Dvc: Using dvc only for dataset management (e.g. no dvc run pipeline).

Created on 30 Oct 2019 · 53Comments · Source: iterative/dvc

I am dealing with a large hierarchical data set. One where artifacts are pulled from various directories to generate contiguous data sets that are then fed to ML processes downstream. I don't want to use dvc to reproduce the pipeline, at least not yet. My needs are rather to be able to version the overall image dataset hierarchy, for the purpose of manual inspection of the whole hierarchy and moving images into groups or removing them altogether when necessary.

This enables folks with less ML expertise control the data set they want to build by grouping the content together that they want to pick up when generating the data set. The data set is not a list of images, rather it is a list of lower dimensional feature vectors extracted from those images.

I'm finding dvc taking a potentially unreasonable amount of time to just add and commit. Perhaps I don't understand what I'm doing or haven't set my expectations correctly.

I wanted to keep these operations small in order to ensure things were working well. I have done the following. I have approximately 300K in total in this set right now.

store 60K images on local file system, under the data/ directory.
dvc add data/
dvc push -r remote. I forgot to commit here since things took so long and I wanted to see if pushing worked.
store 120K additional images to another sub directory under the data/ directory.
dvc add data/ -> goes through all of the files in data/ regardless.
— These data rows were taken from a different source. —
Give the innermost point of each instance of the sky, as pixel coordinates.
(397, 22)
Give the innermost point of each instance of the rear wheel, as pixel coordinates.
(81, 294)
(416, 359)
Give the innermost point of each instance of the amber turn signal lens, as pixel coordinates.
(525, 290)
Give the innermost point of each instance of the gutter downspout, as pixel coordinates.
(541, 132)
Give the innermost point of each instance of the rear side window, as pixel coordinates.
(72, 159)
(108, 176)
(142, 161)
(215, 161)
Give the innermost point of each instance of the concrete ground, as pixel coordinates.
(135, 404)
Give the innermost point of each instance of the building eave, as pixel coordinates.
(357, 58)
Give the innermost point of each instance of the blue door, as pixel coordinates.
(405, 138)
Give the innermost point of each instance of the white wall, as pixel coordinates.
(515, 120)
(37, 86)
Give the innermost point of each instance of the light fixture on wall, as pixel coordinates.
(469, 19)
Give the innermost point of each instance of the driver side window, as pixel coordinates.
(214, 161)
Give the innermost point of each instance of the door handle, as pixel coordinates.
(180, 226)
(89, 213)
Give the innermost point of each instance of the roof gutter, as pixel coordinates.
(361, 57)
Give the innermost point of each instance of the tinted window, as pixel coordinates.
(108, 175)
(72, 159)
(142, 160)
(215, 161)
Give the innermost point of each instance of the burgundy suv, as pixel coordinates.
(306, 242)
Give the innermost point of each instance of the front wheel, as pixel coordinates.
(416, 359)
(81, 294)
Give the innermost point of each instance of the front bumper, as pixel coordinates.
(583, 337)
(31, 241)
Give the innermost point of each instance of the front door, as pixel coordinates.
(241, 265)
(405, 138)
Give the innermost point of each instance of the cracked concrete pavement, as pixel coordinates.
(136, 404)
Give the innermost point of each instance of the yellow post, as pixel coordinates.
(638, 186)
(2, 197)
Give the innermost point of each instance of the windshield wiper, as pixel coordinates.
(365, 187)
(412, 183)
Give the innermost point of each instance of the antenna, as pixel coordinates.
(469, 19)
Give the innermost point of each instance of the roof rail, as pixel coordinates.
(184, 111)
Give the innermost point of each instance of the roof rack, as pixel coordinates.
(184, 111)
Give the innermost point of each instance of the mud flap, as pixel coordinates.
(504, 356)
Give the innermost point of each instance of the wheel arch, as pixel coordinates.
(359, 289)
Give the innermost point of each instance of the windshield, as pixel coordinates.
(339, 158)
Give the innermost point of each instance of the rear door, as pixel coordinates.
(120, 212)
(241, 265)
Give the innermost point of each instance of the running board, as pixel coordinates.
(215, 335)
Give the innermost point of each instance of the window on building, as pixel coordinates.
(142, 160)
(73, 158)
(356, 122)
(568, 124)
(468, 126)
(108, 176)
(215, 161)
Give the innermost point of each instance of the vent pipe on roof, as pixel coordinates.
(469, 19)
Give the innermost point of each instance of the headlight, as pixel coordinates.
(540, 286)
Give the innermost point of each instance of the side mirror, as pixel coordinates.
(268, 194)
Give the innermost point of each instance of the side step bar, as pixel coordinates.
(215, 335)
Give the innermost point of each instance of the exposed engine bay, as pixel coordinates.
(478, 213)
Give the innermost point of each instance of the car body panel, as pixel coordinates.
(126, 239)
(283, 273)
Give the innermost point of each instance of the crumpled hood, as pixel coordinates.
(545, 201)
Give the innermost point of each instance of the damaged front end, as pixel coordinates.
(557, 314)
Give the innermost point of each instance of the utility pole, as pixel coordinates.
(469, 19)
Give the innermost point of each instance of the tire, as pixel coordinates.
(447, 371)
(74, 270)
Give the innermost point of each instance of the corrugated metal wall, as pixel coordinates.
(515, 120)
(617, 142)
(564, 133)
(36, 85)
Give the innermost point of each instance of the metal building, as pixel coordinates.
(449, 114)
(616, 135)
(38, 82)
I ran -v here and showed the previous files.
dvc push -r remote.
dvc commit. Here dvc is taking the greater amount of 99% of system memory (13 GB) and appears to be causing disk thrashing. It's been running nearly for a day so far.

I am just looking for some guidance in managing a dataset of this nature using dvc in a way that will not eat up so much time, disk, compute, etc. If I'm doing something suboptimal, then I want to shine some light on that.

performance question research

Source

JoeyCarson

👍2

Most helpful comment

@Suor @efiop :

Full dumps to analyze:

Windows, Hardlinks, 0.66.8, conda, Defender Off
Mac, Hardlinks, 0.66.9dev, pip

Windows is 5x slower
thread acquire lock takes substantial portion of time in both cases
all file operations are freaking faster on Mac, like 5x faster at least

shcheklein on 6 Nov 2019

👍2

All 53 comments

Here dvc is taking the greater amount of 99% of system memory (13 GB) and appears to be causing disk thrashing. It's been running nearly for a day so far.

sounds like a bug to me.

you actually don't even need to run it if you didn't use dvc add --no-commit or something similar.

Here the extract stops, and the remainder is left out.